Из-за ее левого плеча торчала рукоять то ли меча, то ли сабли. Широкий пояс, перехвативший в талии накидку типа пончо, имел около двух десятков пришитых узких чехлов. В чехлы были вставлены стальные стрелки, напоминающие арбалетные болты дампов. То ли пулять ими из портативного арбалета, то ли руками метать – непонятно. Но ясно одно: к девушке с таким поясом, мечом и характером лучше подходить знакомиться осторожно, спереди и без резких движений.
Помимо вышеназванного пончо с лиственным рисунком и неглубоким вырезом на груди, на девушке была надета синяя свободная рубаха, рукава которой темнели свежими вишневыми пятнами. Перехватив мой взгляд, она кивнула:
– Щека начала нарывать, пришлось взрезать. Кровь плеснула словно из Ледяного гейзера.
Вероятно, она имела в виду какой-то местный природный сюрприз, имеющий свойство харкаться промороженными слюнями. Но мне сейчас было не до исследований прелестей постъядерного мира.
– Сколько?
– Что сколько? – не поняла она.
– Сколько… мне осталось?
Она переглянулась с усатым, который, скрестив руки на груди, стоял рядом.
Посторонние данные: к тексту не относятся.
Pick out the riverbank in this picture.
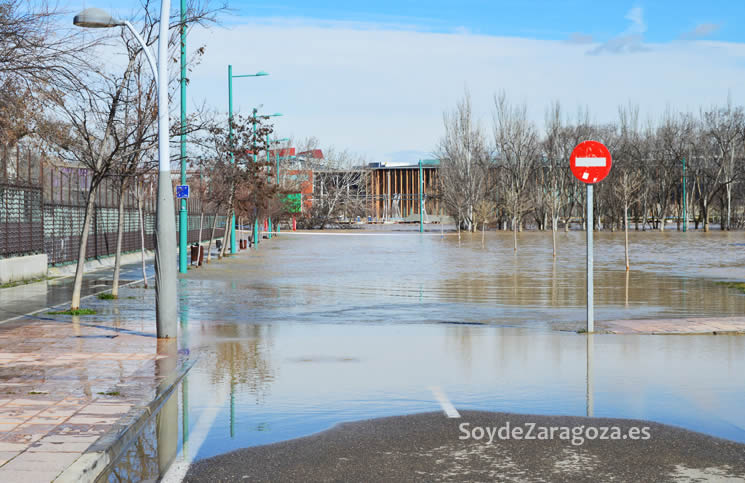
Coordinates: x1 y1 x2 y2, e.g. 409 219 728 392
184 411 745 482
– Думаю, сутки, – неуверенно протянула она.
– До вечера доживешь, воин, – твердо сказал усатый. – Это тебя боевой робот метательным диском приласкал?
– Он.
– Я так и подумал, – кивнул мечник. – Сегодня проснулся, слышу – у маркитантов канонада. Дай, думаю, гляну, что за дела? Ну и глянул, называется. Сам на шайку мутантов нарвался. Они как раз нас выслеживали, рассчитывали с рассветом прихватить.
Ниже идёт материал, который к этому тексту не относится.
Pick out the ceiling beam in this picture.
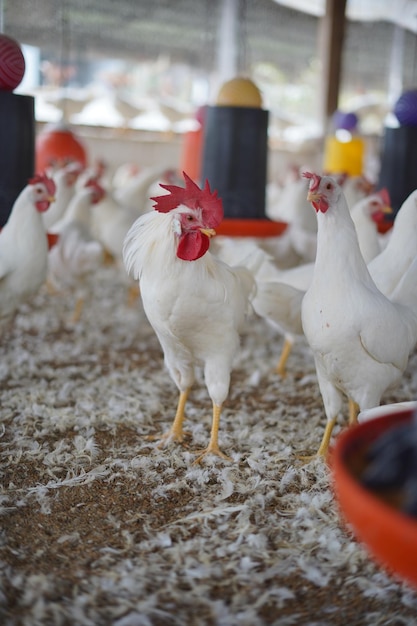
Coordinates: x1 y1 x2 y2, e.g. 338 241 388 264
319 0 346 132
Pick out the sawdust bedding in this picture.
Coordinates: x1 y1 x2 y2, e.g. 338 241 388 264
0 266 417 626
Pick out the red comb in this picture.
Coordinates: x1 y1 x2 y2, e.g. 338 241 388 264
84 176 105 202
375 187 391 206
303 172 321 191
151 172 223 228
29 173 56 196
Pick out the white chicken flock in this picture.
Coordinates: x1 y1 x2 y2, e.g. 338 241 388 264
0 158 417 462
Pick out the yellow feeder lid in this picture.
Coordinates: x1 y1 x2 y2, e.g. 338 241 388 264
216 77 262 109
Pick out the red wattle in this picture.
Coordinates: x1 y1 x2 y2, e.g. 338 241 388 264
177 231 210 261
35 200 50 213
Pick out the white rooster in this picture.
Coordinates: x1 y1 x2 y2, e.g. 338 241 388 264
301 173 417 456
124 173 254 462
0 174 55 333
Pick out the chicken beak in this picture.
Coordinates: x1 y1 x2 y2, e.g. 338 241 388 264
200 228 216 237
307 191 321 202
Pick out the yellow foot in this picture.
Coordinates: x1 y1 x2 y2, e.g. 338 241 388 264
193 444 233 465
275 367 287 378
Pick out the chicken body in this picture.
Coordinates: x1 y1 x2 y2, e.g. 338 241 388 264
0 176 55 334
124 176 254 461
369 190 417 296
42 162 82 231
48 179 104 321
301 175 417 455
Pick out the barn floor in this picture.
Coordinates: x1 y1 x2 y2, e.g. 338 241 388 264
0 266 417 626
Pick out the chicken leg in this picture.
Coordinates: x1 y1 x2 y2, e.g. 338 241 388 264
276 337 293 378
298 417 337 462
349 398 359 426
151 389 190 448
194 402 233 465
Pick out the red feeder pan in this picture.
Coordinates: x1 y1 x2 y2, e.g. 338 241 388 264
216 219 288 237
330 409 417 588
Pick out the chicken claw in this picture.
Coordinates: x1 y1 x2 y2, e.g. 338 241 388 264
193 404 233 465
– Лучше бы подождал немного да вместе со мной и Крюком пошел. Так нет. Его оставил меня спящую стеречь, а сам смылся смотреть на стрельбу у маркитантов. Как же, разведчик-пластун, любопытство впереди него бежит и за собой тянет.
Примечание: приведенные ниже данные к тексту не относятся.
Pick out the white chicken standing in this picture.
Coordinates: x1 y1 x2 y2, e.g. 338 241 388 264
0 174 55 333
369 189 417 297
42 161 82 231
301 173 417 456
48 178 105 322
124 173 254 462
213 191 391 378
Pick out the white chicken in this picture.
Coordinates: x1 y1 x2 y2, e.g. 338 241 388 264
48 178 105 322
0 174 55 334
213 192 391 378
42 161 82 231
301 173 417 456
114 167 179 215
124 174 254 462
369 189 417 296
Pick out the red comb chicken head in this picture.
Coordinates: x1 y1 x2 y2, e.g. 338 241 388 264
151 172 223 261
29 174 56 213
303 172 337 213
– Работа такая, – невесело усмехнулся в усы разведчик. – Как говорится, нет худа без добра. Парень мне помог, мы ему немного. Звать-то тебя как?
– Снайпер.
– Ишь ты? – удивился пластун. – Имя, что ль, такое?
– Считай… что так.
– А я Дунай. Ведунью нашу Айгуль звать. Если же увидишь типа робота с крюком вместо руки – не пугайся, это наш. Его так Крюком и звать.
– Будем знакомы, – сквозь зубы процедил я, пытаясь встать. Мир перед глазами вроде больше не кружился и двоиться не собирался. А слабость такую, что, кажется, руку сдвинуть сил нет ни малейших, переживем. Ведь это только кажется…
– Ты куда, батыр? – качнулась вперед Айгуль.
– Пусть идет, – негромко проговорил разведчик. – Воину лежа смерти ждать – хуже нет.
Я спустил ноги со своего жесткого ложа. Оказалось, что лежал я на столярном верстаке. Таких еще стояло здесь несколько в разной степени сохранности. Ломать их пробовали, но не у всех получилось. На моем даже мощные стальные тиски сохранились, правда, без рукоятки – наверно, кто-то себе все-таки выломал и приспособил вместо дубинки.
Чуть поодаль возвышался остов проржавевшего ленточнопильного станка, возле которого я заметил какое-то шевеление. Пригляделся – точно, тот самый инвалид с обрубком руки, перетянутым жгутом. Ноги раненого были связаны.
– А его… зачем? – поинтересовался я, имея в виду не «зачем связали», а «зачем оставили в живых». Спросил – и закашлялся, выплюнув на покрытый слоем пыли пол кровавый сгусток.
Дунай понял меня правильно.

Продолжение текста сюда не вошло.